Supreme Jos Buttler takes England to series win after pace makes Powerplay inroads

Jos Buttler was again in excellent touch
September 06, 2020

England 158 for 4 (Buttler 77*, Malan 42) beat Australia 157 for 7 (Finch 40, Stoinis 35) by six wickets

Jos Buttler led England to a series win with seven balls and one game to spare against Australia at the Ageas Bowl, stroking a fluent 77 not out in a comfortable chase of 158.

Buttler started surprisingly slowly in the run chase, reaching the halfway mark on just 25 from 24 balls, but put his foot on the gas in the back half, pacing his innings to perfection despite a slight wobble as England lost three wickets in 22 balls.

Australia recovered from 3 for 2 and 30 for 3 to reach 157 after choosing to bat first, after Jofra Archer and Mark Wood ripped through the top order in a frighteningly quick new-ball spell. Aaron Finch and Marcus Stoinis' innings helped them to a respectable score, but it never looked like being enough.

England lightning-fast start

Powerplay wickets have been a real problem for England this calendar year: coming into this game, they had taken only three in 36 overs, and Eoin Morgan had repeated highlighted new-ball bowling as an area for improvement.

But this time they managed to double the tally for the year thanks to hostile spells from Archer and Wood, whose combined average speed in the first two overs was above 90mph/145kph. Archer struck earlier, removing David Warner with a lifter in the off-stump channel that cut him in half, with the on-field decision upheld as Ultra-Edge confirmed it had flicked the glove on the way through to Buttler.

Alex Carey was given a promotion to No. 3, with Glenn Maxwell shifting down in an attempt to solve Australia's middle-order conundrum, but looked all at sea in his brief stay, eventually feathering behind off Wood as he backed away to leave Australia 3 for 2.

Archer's second over started with a 95.8mph/154.2kph ball the beat Finch, though his second ball was pulled for six. Steven Smith got up and running with two pulled boundaries - a four and a six - off Tom Curran, before he took on a quick single to Morgan at short midwicket and was run out with a direct hit to leave Australia reeling at 30 for 3.

England had been successful hitting the pitch at the death in the first game, and maintained a similar plan with the new ball today; Wood's yorker to Marcus Stoinis, the penultimate delivery of the sixth over, was the first ball that registered full of a length in Cricday's ball-by-ball data.

Finch, Stoinis lead recovery

Stoinis looked scratchy throughout his innings on Friday night, managing 23 not out off 18 balls as Australia fell two runs short in their chase. Coming in with the field restrictions still in place, he looked more comfortable in this innings, rebuilding in a 49-run partnership with Finch that laid some foundations for late-innings acceleration.

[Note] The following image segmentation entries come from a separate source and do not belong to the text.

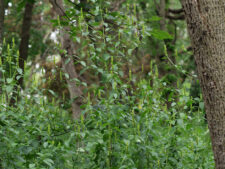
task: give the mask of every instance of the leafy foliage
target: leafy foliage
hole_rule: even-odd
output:
[[[168,72],[175,69],[179,73],[166,78],[159,75],[159,59],[151,57],[160,51],[162,62],[170,59],[161,44],[174,38],[159,29],[161,18],[154,9],[145,11],[153,2],[129,1],[120,11],[111,9],[112,1],[66,4],[67,17],[51,23],[56,32],[68,26],[76,44],[73,59],[80,78],[73,80],[85,92],[82,115],[71,118],[71,101],[62,94],[69,75],[55,60],[57,52],[63,51],[61,44],[37,44],[40,37],[34,35],[23,74],[18,67],[18,44],[9,42],[9,36],[9,43],[3,44],[0,65],[0,168],[213,168],[204,104],[199,89],[194,92],[197,95],[191,89],[195,80],[188,73],[189,69],[194,71],[193,63],[188,64],[191,53],[176,52],[178,62],[167,62],[165,67]],[[149,15],[150,19],[145,19]],[[183,24],[178,25],[183,31]],[[188,44],[187,39],[187,44],[181,41],[173,47]],[[48,59],[54,65],[48,77],[41,63],[35,73],[32,65],[36,64],[33,58],[45,48],[51,48]],[[150,61],[142,62],[144,55]],[[26,87],[17,88],[18,102],[12,106],[9,100],[17,87],[18,73],[25,77]],[[171,85],[173,82],[176,86]],[[43,83],[60,83],[62,88],[57,92],[43,87]]]

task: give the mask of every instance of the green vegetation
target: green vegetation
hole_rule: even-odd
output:
[[[65,1],[61,19],[46,14],[50,4],[36,2],[34,17],[51,23],[33,20],[23,70],[19,34],[10,32],[18,26],[10,21],[19,11],[14,19],[21,22],[28,2],[11,2],[0,63],[0,169],[214,168],[183,21],[166,19],[167,30],[161,30],[162,18],[147,0],[123,2],[116,11],[113,1],[91,0],[83,7],[82,1],[74,6]],[[171,6],[180,7],[172,0],[166,9]],[[69,28],[76,54],[65,62],[73,59],[79,78],[63,70],[63,34],[54,42],[46,36],[51,25]],[[68,79],[83,91],[77,119],[71,115]]]

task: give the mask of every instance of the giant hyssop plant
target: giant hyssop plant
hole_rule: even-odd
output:
[[[203,108],[191,113],[188,108],[190,84],[174,89],[178,99],[171,98],[168,109],[162,95],[169,87],[158,77],[157,65],[149,63],[145,78],[132,71],[135,50],[151,35],[150,28],[138,23],[138,6],[124,6],[119,13],[107,11],[104,1],[91,2],[99,4],[89,13],[68,9],[78,26],[53,21],[59,29],[71,26],[71,38],[79,44],[75,64],[82,66],[80,75],[90,72],[99,80],[86,82],[91,87],[80,119],[71,119],[61,100],[43,94],[38,76],[20,93],[16,106],[9,106],[14,75],[21,71],[18,53],[10,52],[14,46],[3,51],[0,168],[213,168]]]

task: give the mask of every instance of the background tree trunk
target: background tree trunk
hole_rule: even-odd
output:
[[[21,30],[21,42],[19,46],[19,68],[24,72],[24,62],[27,60],[28,57],[28,46],[29,46],[29,39],[30,39],[30,27],[32,22],[32,11],[34,7],[34,1],[27,1],[24,11],[23,17],[23,24]],[[16,75],[17,77],[18,75]],[[23,76],[21,76],[17,80],[17,84],[14,88],[13,96],[10,100],[10,105],[15,105],[18,97],[18,87],[20,86],[23,88]]]
[[[182,0],[217,169],[225,169],[225,3]]]
[[[60,18],[63,19],[63,17],[65,17],[66,15],[64,12],[62,0],[49,0],[49,1],[53,5],[54,10],[57,12]],[[81,113],[80,104],[82,91],[77,86],[77,83],[75,81],[75,79],[78,78],[78,74],[76,72],[74,61],[72,58],[75,48],[74,43],[70,39],[70,35],[68,34],[69,30],[70,30],[69,27],[64,27],[64,29],[60,31],[62,48],[66,50],[66,53],[62,53],[61,57],[64,72],[69,75],[69,78],[66,78],[66,81],[70,92],[70,99],[72,101],[73,117],[78,118]],[[69,59],[68,63],[66,63],[67,59]]]

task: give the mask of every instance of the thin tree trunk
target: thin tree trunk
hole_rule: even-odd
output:
[[[64,7],[62,0],[49,0],[50,3],[53,5],[54,10],[57,12],[57,14],[60,16],[61,19],[65,17]],[[68,34],[68,31],[70,30],[69,27],[64,27],[61,31],[61,44],[62,48],[66,50],[66,53],[62,53],[62,65],[63,69],[66,74],[69,75],[69,78],[66,78],[69,92],[70,92],[70,99],[72,101],[72,112],[73,117],[78,118],[81,113],[80,104],[81,104],[81,96],[82,91],[77,86],[77,83],[75,79],[78,78],[78,74],[76,72],[74,61],[73,61],[73,54],[74,54],[74,43],[70,39],[70,35]],[[69,59],[68,63],[66,60]]]
[[[4,0],[0,0],[0,58],[2,59],[2,47],[3,47],[3,33],[4,33],[4,18],[5,18],[5,5]],[[0,71],[0,95],[2,94],[2,79],[3,75]]]
[[[34,1],[27,1],[24,11],[22,31],[21,31],[21,42],[19,46],[19,68],[24,72],[24,62],[28,57],[28,45],[30,39],[30,27],[32,22],[32,11],[34,7]],[[18,75],[16,75],[18,76]],[[18,98],[18,87],[23,88],[23,76],[17,80],[17,85],[14,88],[13,96],[10,100],[10,105],[15,105]]]
[[[182,0],[217,169],[225,169],[225,3]]]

He was surprised by a sharp legbreak, steering to slip to give Adil Rashid a wicket off the last ball of his spell in consecutive games, but Maxwell's enterprising cameo and some old-fashioned long-handle hitting from Pat Cummins took Australia to a respectable - if slightly below-par - 157 for 7 on a used pitch.

Malan's run continues

England stuck with their bowler-heavy combination, resisting the temptation to bring in Sam Curran with brother Tom still carded at No. 7 instead, so it was important that their top order did the bulk of the scoring in the run chase.

Jonny Bairstow fell early to a freak dismissal, becoming the first Englishman out hit wicket in T20Is as his bat swung around into his stumps following an attempted pull, leaving Buttler and Dawid Malan with a job to do.

Malan started characteristically slowly, reaching 15 off 15 balls, but grew in fluency and reinforced his ability against spin in the middle overs, hitting the first two deliveries of the ninth and tenth overs for four. He would have been frustrated to hole out to deep midwicket off Ashton Agar for 42, but he extended his freakish T20I record, now averaging 50.84 with a 147.87 strike rate after 15 innings.

Buttler's brilliance

Buttler hit three early boundaries off the spinners, including an beautiful punch through the covers and a dismissive crack over mid-on, but was unusually sedate early in his innings and he moved to 25 off 24 balls at halfway.

But he found his groove in the second half of the innings, hitting boundaries in the 11th, 12th, 13th overs and two in the 14th to make sure England weren't tied down at any stage, despite losing three wickets in four overs.

Finch attacked early, Mitchell Starc bowling three in the Powerplay and one in the 15th, leaving the spinners to bowl at the death, and after Moeen Ali took the pressure off with two languid flows of the bat for six and four at the start of the 19th, Buttler sealed the game with seven balls to spare with an enormous straight six off Zampa.

Since his promotion to the top of the Rajasthan Royals' batting order in May 2018, Buttler has now averaged 47.13 with a strike rate of 153.86 as an opener, with 15 half-centuries in 33 innings. Morgan reiterated before this series that England would continue to use him in that role, and it is increasingly difficult to make the case that he should bat anywhere else.